Small Wars Journal

A Military Budget Based on Hope

Sun, 03/09/2014 - 12:11am

A Military Budget Based on Hope - Washington Post Editorial

BLUF: In sum, the new defense budget is a patch constructed on the hope that funding needed to sustain even this administration’s constrained strategic objectives can be found in future years. And what if Mr. Obama is wrong, and the United States is forced into a large land operation — in Syria, Iran, Korea or maybe Eastern Europe? The chances might be small; but if the worst occurs, the United States will not be ready.

Read on.

Comments

It seems contrary to me that the WP, of all sources, should seriously miss the connection between what this administrations 'Stated' strategic military preferences are, or have been, namely the use of special forces and non-traditional 'hard power' attack vectors, in conjunction with the use of predictable and questionable 'Soft power' institutions and tactics, to achieve it's foreign policy objectives, are not areas that neatly fall into traditional budgetary categories. From the DoD's end, SOCOM and associated 'Tier One' special operations funding isn't open to public examination for obvious reasons (not that 'Tier One' black ops are very 'black' to begin with), and thus can't be expected to be defended or debated by the SecDef in any sort of open forum. More importantly, and the recent fubar in Libya demonstrated, the jurisdictional friction between what are nominally 'Soft Power' entities, namely, the CIA and the DoS's Intelligence operations (whatever it's being called now a days), and particularly the DoS's determination to operate in opposition to BOTH the DoD AND the CIA in dealing with irregular threats that they have every reason to believe could end up growing, elevating into necessitating a 'Hard Power' reply, have budgets that are NOT under Congressional oversight vis a vis the DoD's budget, NOR, as far as I can tell, disclosed ANYWHERE to ANYONE outside the DoS?

How can the professionals trained and responsible for our Countries 'Hard Power' (but small stick) forces possibly be expected to plan for, or train, or predict what will or will not be necessary in terms of asset alignment in particular command regions (like Af-Com), if they are not privy to the financial and operational assets in play under "Soft Power" management in a particular Country or region? Especially when they are not given enough MilINT to adequately estimate the chances of an irregular threat elevating itself to the level where a "Hard Power" response is required. The recent failure of the raid to capture/kill the head of AQ in Somalia believed to be responsible for the attack on the mall in Kenya is the example that springs to mind. If the Administration is going to send elite, small units into hornets nests' without providing the MI officers with enough data to plan and arrange for a 'worst case' engagement, where a higher grade of firepower and support is at least able to be standing by, then it seems clear the Administration has not been sufficiently briefed or educated in the use of this type of 'Hard Power'.

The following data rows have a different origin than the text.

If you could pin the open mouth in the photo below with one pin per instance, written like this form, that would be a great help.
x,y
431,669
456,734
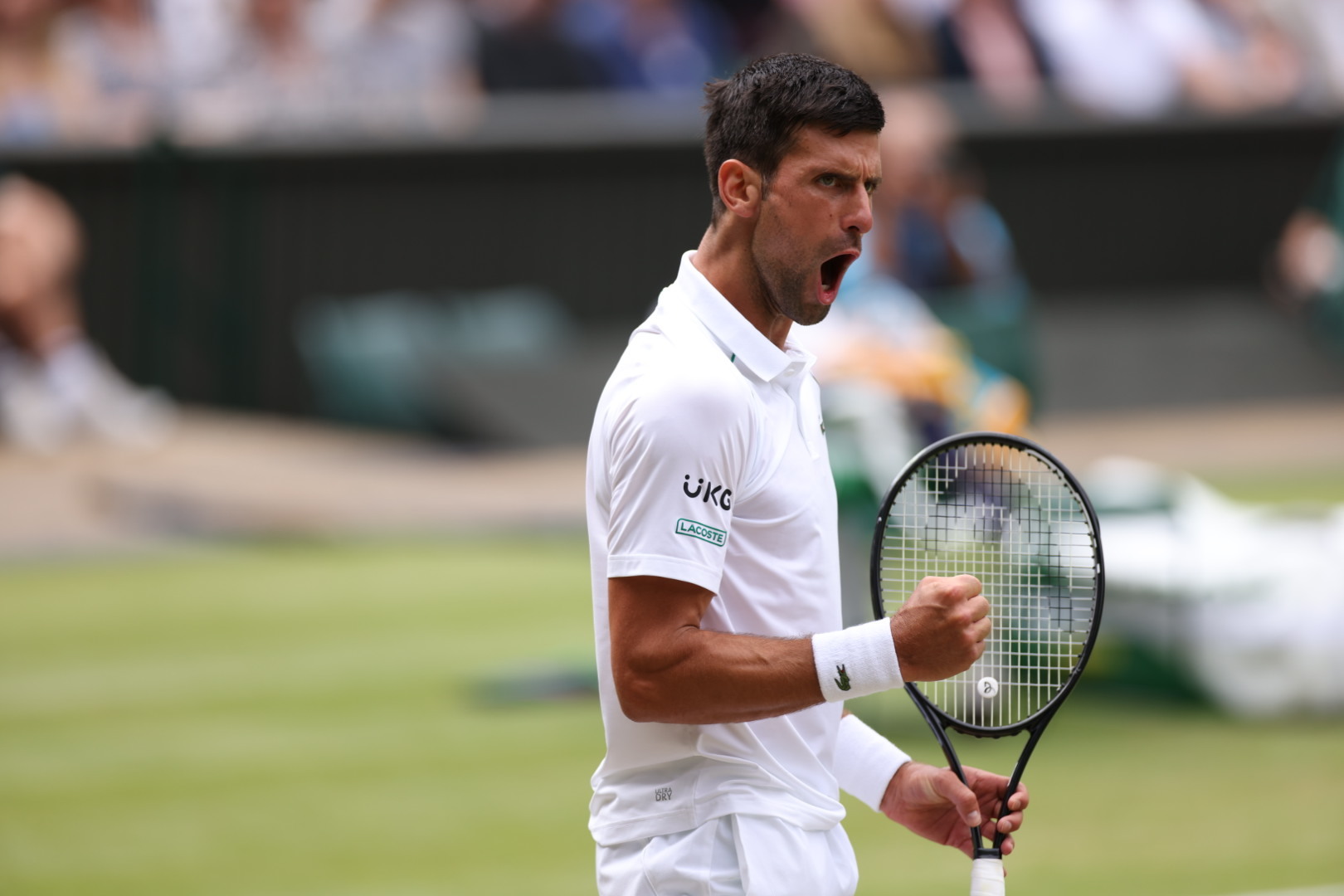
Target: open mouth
x,y
832,271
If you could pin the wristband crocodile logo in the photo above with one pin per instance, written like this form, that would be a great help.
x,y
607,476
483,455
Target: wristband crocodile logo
x,y
702,531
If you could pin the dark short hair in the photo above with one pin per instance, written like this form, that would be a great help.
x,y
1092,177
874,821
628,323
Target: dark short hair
x,y
756,114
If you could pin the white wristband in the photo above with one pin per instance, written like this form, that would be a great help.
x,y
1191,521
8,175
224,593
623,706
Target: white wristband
x,y
856,661
866,762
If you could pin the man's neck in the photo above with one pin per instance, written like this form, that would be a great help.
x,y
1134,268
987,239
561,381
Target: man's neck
x,y
724,260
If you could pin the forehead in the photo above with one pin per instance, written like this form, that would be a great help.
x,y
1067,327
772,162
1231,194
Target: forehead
x,y
813,147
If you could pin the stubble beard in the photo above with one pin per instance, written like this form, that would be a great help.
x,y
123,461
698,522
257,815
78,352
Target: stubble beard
x,y
782,289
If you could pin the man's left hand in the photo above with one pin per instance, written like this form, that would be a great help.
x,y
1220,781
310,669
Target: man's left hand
x,y
934,804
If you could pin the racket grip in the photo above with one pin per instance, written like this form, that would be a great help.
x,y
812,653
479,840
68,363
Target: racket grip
x,y
986,878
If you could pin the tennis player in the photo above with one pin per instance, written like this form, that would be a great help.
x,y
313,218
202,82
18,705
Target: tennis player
x,y
711,512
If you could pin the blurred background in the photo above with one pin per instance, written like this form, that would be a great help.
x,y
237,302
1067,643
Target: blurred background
x,y
305,306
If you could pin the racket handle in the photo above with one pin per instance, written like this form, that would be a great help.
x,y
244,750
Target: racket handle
x,y
986,878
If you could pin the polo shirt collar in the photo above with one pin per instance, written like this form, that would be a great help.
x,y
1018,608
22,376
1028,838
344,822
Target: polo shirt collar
x,y
747,345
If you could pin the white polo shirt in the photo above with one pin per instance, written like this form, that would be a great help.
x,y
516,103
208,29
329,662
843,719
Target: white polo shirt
x,y
707,464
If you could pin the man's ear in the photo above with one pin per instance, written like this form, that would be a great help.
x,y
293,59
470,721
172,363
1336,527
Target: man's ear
x,y
739,188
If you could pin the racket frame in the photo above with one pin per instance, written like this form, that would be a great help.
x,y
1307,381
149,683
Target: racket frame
x,y
937,719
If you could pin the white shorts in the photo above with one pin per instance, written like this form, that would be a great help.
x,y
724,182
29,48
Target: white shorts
x,y
732,856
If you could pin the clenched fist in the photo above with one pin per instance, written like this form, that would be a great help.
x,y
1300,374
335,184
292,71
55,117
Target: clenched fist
x,y
941,629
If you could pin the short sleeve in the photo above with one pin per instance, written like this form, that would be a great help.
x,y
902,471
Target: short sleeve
x,y
678,455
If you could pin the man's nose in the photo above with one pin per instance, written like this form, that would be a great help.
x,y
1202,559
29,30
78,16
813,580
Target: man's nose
x,y
860,214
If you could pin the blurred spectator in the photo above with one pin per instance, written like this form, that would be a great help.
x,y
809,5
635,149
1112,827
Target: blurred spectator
x,y
116,47
401,63
1131,58
750,24
275,78
1307,273
1136,58
652,45
867,37
986,42
41,99
524,47
1317,32
54,384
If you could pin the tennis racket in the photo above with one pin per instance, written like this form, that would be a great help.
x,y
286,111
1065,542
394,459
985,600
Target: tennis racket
x,y
1004,511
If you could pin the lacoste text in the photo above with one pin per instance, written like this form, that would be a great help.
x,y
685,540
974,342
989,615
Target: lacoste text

Lastly, as it's my belief that the readers of this journal are mostly from the "Hard Power" side of the tracks, I'd like to leave you all with a very serious thought. If you were, tomorrow, asked to risk your life and the lives of your command on the assurances of field conditions and intelligence from a nebulous and unaccountable State Department counterpart, would you sleep easy, or is it more likely that you wouldn't be able to sleep at all?

A. Scott Crawford

TheCurmudgeon

Sun, 03/09/2014 - 7:20pm

This is getting the point of ridiculousness, as if the Hawks who want a larger budget 1) assume that the US must police the entire globe alone; 2) that clearly none of the other Instruments of National Power matter, because they must be sucked dry of funding to pay for the DoD; 3) that as we speak there is an international crisis going on that the Military Instrument of National Power offers little hope of solving; 4) the reason it offers little hope of solving it is because the Army we have built is only good for large scale fights against near peer competitors - it is slow, lumbering, and unable to respond any real fight against a near peer competitor without months of buildup; and finally 5) any attempt to pay for our huge, inflexible, military force by raising taxes will be attacked by the same hawks who are claiming we need to build it.